Examples of congenital hand problems include Syndactyly in which two or more
fingers are fused together; extra fingers (most commonly the little finger);
malformed and even missing fingers. Plastic surgeons have developed remarkable
solutions to these problems which, in the case of a missing finger for example,
may amount to transplantation of a toe (inclusive of associated arteries, veins,
nerves and tendons) to replace the absent finger.
Other examples of hand problems are those which we acquire either as a result
of age or the result of trauma (injury). Most of us who have lived for at least
several decades recognize that, as we age, we lose mobility of our thumbs and
fingers secondary to arthritic changes in the joints of those digits. Generally
speaking, such problems are best treated with analgesics, such as good old Aspirin,
heat and massage. Certain forms of arthritis, particularly Rheumatoid Arthritis
which can produce devastating changes in the joints of the digits associated
with significant positional deformities of those digits, lend themselves to
correction via joint replacement using silicone joints. Very few plastic surgical
patients are as happy as the individual who, once crippled and compromised by
the deformity of Rheumatoid Arthritis, regains reasonably normal hand function
through joint replacement surgery and, consequently, is able to return to a
more comfortable and productive life.
More common acquired hand problems include the development of tumors (or growths)

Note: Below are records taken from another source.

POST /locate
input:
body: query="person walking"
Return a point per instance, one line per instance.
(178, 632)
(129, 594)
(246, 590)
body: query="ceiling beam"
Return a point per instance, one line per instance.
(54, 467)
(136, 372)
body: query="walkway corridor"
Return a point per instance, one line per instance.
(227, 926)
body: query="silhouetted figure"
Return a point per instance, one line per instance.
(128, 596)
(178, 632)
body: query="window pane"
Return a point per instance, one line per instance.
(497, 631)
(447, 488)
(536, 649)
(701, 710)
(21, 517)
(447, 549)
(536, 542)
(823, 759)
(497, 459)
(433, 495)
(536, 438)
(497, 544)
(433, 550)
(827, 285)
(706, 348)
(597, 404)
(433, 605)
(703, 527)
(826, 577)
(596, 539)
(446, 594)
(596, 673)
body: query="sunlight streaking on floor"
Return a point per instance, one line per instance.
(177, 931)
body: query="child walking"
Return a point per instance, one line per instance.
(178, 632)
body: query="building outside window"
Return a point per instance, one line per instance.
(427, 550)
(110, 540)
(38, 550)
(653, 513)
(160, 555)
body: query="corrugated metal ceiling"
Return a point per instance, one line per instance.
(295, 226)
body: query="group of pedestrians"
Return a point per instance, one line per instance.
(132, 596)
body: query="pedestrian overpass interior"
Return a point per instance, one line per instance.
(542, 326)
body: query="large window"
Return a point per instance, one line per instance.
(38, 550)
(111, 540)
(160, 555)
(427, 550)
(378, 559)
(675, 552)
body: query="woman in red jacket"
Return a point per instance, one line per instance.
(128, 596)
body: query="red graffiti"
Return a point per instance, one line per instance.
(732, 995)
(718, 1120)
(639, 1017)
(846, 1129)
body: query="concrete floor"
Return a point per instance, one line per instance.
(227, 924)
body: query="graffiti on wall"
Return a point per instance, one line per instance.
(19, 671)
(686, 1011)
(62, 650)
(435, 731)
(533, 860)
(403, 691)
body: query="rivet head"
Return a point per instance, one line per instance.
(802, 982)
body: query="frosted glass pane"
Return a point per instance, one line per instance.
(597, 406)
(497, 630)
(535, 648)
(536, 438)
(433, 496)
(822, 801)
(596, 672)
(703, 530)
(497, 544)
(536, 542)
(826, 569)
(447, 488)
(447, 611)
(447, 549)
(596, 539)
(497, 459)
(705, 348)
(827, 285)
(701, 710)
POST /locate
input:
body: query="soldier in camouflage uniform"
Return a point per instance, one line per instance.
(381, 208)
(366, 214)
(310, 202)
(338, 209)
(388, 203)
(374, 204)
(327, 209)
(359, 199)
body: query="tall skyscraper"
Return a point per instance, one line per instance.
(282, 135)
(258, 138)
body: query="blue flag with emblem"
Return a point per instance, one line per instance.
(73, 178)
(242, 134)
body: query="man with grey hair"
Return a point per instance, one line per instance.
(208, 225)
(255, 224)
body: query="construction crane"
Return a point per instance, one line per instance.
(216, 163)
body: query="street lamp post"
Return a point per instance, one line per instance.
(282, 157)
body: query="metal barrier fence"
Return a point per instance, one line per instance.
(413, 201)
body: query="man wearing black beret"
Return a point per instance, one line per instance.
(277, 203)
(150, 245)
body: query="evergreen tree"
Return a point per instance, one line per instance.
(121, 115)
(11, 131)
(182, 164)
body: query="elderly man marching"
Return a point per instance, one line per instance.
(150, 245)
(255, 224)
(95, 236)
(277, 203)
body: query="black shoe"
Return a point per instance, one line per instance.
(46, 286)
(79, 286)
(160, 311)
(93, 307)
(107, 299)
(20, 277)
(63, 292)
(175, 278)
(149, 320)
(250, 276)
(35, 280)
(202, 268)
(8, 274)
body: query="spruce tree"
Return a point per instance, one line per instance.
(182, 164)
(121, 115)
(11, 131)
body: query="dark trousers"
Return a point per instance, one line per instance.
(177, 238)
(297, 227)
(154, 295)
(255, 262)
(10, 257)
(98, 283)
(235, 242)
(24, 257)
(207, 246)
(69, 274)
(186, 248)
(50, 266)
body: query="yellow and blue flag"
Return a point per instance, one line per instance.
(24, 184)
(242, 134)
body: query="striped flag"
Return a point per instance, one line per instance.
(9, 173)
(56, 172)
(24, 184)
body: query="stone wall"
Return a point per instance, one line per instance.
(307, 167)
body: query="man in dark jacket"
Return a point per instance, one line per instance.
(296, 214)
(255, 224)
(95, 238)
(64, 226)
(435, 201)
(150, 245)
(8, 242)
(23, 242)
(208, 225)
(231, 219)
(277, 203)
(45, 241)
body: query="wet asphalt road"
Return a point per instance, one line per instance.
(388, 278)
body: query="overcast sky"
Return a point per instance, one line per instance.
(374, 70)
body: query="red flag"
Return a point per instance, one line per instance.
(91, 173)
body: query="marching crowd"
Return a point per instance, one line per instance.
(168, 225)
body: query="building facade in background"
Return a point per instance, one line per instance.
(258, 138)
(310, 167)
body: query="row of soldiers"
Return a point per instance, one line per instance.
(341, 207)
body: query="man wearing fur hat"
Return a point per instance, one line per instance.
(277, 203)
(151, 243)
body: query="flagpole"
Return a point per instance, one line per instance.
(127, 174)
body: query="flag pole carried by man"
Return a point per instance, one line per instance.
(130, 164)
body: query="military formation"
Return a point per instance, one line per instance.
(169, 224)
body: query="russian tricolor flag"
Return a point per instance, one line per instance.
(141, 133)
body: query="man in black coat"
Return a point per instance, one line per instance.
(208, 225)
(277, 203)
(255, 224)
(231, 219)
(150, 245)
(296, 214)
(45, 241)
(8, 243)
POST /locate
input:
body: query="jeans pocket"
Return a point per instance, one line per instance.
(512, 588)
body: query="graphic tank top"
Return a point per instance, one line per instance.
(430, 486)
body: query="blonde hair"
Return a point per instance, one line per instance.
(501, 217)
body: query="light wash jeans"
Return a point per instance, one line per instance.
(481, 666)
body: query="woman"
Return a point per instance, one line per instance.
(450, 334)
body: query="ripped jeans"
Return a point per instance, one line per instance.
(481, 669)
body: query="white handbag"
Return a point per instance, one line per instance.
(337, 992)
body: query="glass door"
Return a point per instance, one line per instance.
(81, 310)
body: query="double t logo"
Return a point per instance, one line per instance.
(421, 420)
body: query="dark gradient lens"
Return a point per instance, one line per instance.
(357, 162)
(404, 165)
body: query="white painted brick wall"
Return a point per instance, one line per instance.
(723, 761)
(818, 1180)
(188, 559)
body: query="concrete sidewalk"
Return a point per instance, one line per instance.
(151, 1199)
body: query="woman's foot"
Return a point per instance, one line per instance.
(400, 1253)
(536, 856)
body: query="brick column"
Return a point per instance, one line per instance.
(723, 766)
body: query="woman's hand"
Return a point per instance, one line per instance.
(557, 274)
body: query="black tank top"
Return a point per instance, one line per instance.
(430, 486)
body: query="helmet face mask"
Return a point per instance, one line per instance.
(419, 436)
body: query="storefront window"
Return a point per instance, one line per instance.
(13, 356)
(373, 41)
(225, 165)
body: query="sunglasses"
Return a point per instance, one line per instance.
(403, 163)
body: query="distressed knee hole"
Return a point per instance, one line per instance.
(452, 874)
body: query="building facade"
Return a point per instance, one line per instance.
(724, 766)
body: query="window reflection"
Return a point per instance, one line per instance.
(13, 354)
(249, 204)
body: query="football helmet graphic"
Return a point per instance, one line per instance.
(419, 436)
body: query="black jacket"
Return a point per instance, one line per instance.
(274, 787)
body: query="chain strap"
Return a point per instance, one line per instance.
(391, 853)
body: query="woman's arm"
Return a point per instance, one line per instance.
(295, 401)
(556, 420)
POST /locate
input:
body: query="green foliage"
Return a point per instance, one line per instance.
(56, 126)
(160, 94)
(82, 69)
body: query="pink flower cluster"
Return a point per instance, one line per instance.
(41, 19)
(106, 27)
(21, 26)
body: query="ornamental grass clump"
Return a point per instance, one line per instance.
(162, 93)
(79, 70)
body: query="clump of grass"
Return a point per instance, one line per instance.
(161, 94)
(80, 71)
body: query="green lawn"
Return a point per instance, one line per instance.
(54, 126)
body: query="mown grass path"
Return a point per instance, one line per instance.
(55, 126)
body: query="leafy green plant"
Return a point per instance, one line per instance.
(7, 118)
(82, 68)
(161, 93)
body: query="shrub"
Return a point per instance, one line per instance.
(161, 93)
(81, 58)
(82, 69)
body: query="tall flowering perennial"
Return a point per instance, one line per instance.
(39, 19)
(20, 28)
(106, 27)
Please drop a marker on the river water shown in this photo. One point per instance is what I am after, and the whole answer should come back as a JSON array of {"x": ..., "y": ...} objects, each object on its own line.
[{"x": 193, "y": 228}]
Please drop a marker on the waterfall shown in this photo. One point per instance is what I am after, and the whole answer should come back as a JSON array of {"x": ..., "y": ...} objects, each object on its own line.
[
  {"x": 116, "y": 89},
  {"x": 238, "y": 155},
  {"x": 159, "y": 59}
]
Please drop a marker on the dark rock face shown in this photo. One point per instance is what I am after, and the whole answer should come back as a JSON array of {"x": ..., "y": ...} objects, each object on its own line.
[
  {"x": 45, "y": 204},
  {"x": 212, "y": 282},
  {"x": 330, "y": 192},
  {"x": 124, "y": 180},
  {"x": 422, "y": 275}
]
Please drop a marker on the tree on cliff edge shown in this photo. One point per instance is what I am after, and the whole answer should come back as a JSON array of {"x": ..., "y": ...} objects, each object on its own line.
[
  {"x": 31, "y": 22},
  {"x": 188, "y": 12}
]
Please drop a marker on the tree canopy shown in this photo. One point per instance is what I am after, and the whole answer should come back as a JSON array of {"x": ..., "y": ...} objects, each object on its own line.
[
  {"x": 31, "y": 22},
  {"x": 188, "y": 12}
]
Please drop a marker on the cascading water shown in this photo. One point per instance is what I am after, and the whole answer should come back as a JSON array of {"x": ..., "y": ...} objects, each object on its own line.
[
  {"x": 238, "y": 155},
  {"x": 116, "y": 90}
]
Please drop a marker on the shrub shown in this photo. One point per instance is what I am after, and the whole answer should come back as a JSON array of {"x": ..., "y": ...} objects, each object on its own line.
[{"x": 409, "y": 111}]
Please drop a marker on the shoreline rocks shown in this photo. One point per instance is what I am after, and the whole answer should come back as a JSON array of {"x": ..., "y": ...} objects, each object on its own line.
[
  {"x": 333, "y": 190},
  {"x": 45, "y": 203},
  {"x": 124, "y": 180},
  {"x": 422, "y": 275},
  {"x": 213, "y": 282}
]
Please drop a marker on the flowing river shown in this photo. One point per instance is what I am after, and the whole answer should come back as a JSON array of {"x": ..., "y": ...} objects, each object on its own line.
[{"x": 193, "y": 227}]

of the hand, both benign and malignant, the most common of which is known as
Ganglion, a benign outgrowth of joint lining which often assumes an appearance
and consistency similar to a white grape. Interference with the normal sliding
motion of the flexor (bending) tendons of the digits by the tendon sheath or
tunnel which surrounds them often leads to what commonly is known as Trigger
Finger, so named because of the way the finger so afflicted behaves, requiring
forcible extension should it become "locked" in a flexed position,
resulting in sudden "release" of the finger, much like the action
of a gun trigger. The solution to a Trigger Finger is relatively simple and
amounts to a division of the tendon sheath or tunnel in which the tendons slide
in order to provide greater freedom of movement to those tendons. A problem
which was first described more than a hundred years ago and still continues
to baffle medical science as to its cause is Dupuytren's Contracture, a descriptive
term applied to the thickening of the fascia or the tough gristle-like connective
tissue situated between the skin of the palm and the deeper hand anatomy, specifically
arteries, veins, nerves, tendons, etc. Such contraction, usually along the long
axis of a finger (most commonly the ring finger) and corresponding area of the
palm, results in a progressive, sometimes permanent flexion deformity of the
fingers so afflicted and, if not treated, can result in the permanent assumption
by that finger of a flexed and consequently non-usable position secondary to "fusion" of
the joints of the finger. The solution amounts to removal of the diseased contracted
fascia which, if treated early, usually results in return to normal function
of the finger so afflicted.
And, of course, since we still live in a society in which the hand is very
important to the livelihoods of most of us and, therefore, is used regularly
by most of us, hand injuries resulting in lacerations (cuts) of tendons and
other structures as well as fractures of bones still are quite common and benefit
by prompt but expert treatment with an eye toward rehabilitation utilizing in
many cases appropriate therapists, usually Occupational Therapists, for help.
Surprisingly perhaps, virtually all of the surgical procedures which I have
described, albeit briefly, in this article can be undertaken on an outpatient
basis and many times require anesthesia of only the upper extremity of which
the deformed or diseased or injured hand is a part. Often these surgical procedures
translate to little post-operative pain although, given the nature of the problems
they are designed to treat, can translate to weeks, months and even years of
post-operative therapy, exercise, etc.